Thursday, December 24, 2009

Keep the Car Running


I sometimes wonder why certain people try so hard to be someone other than who they truly are. It's just mind boggling to me.
I see no reason to live a fictitious life - we only live once, you might as well be who you truly are and want to be. I guess that statement is sort of misleading though - since many people want to be someone other than who they really are.

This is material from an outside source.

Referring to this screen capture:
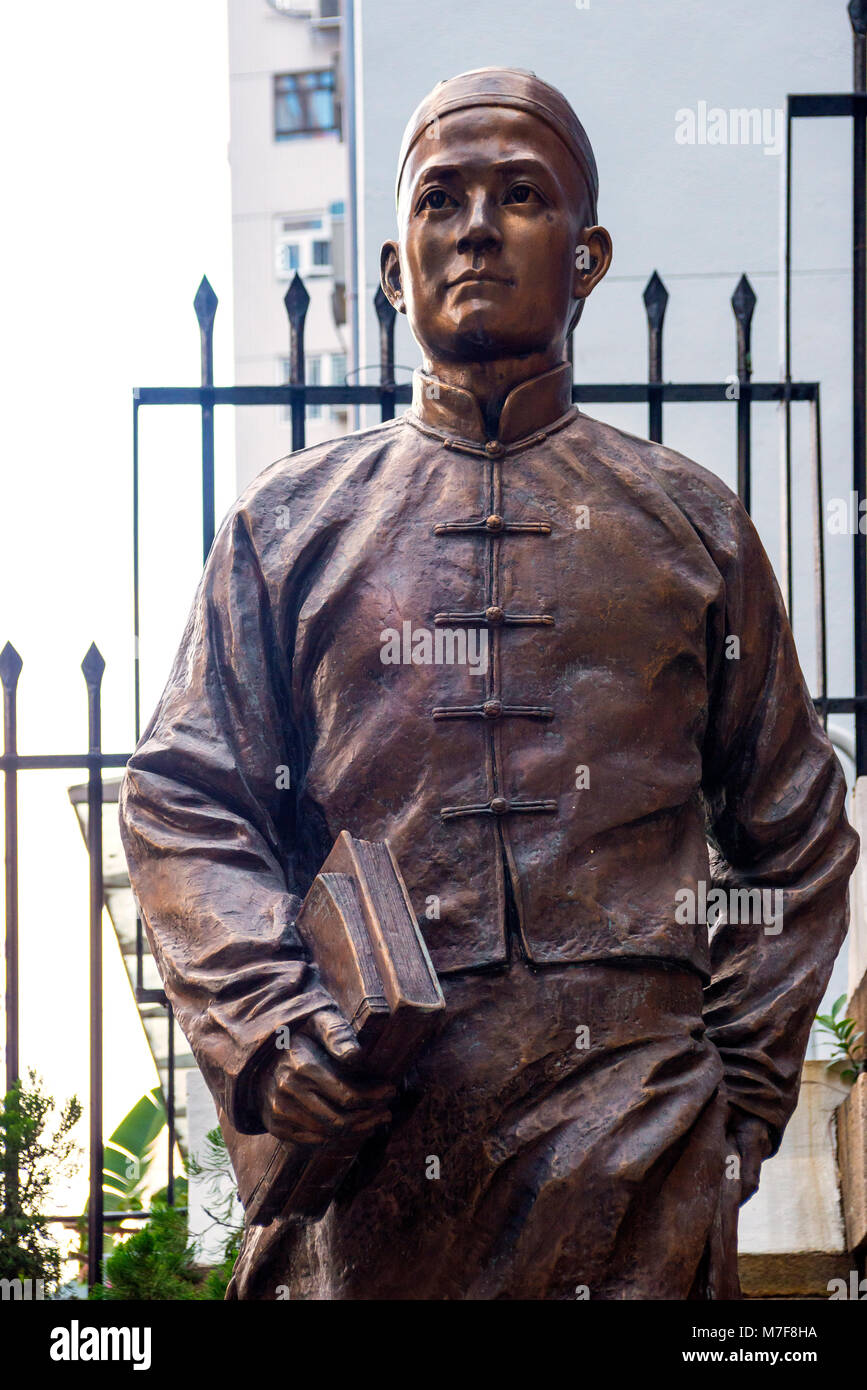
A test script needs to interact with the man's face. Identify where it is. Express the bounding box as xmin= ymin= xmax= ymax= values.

I don't even know why I am writing about this right now. It's just been something that has been on my mind lately due to the falsified people around me and it has been a reoccurring theme in my own personal life.
I see no reason to change who I am, for anyone. I'm not saying I don't have faults, because everyone has faults and I have many of them. However, my faults make me who I am, for better or for worse. Everyone evolves over time, and perhaps one day the faults I currently call my own will no longer be part of me, but as for the immediate moment they represent a part of who I am.

I have totally digressed though. That's not even what I was truly originally talking about. I just feel like everyone is an actor now a days. Everyone's trying to be somebody else. Whether it be to pacify someone else or even superficially pacify themselves.

Or maybe I'm just bitter that I'm not an actor. If I was, perhaps I would have more friends and I wouldn't have so many people asking me on a daily basis if something was wrong with me, right? Or maybe, I'm such a good actor that I have successfully convinced myself that I am not one, and that I am true, but in reality I am just like you.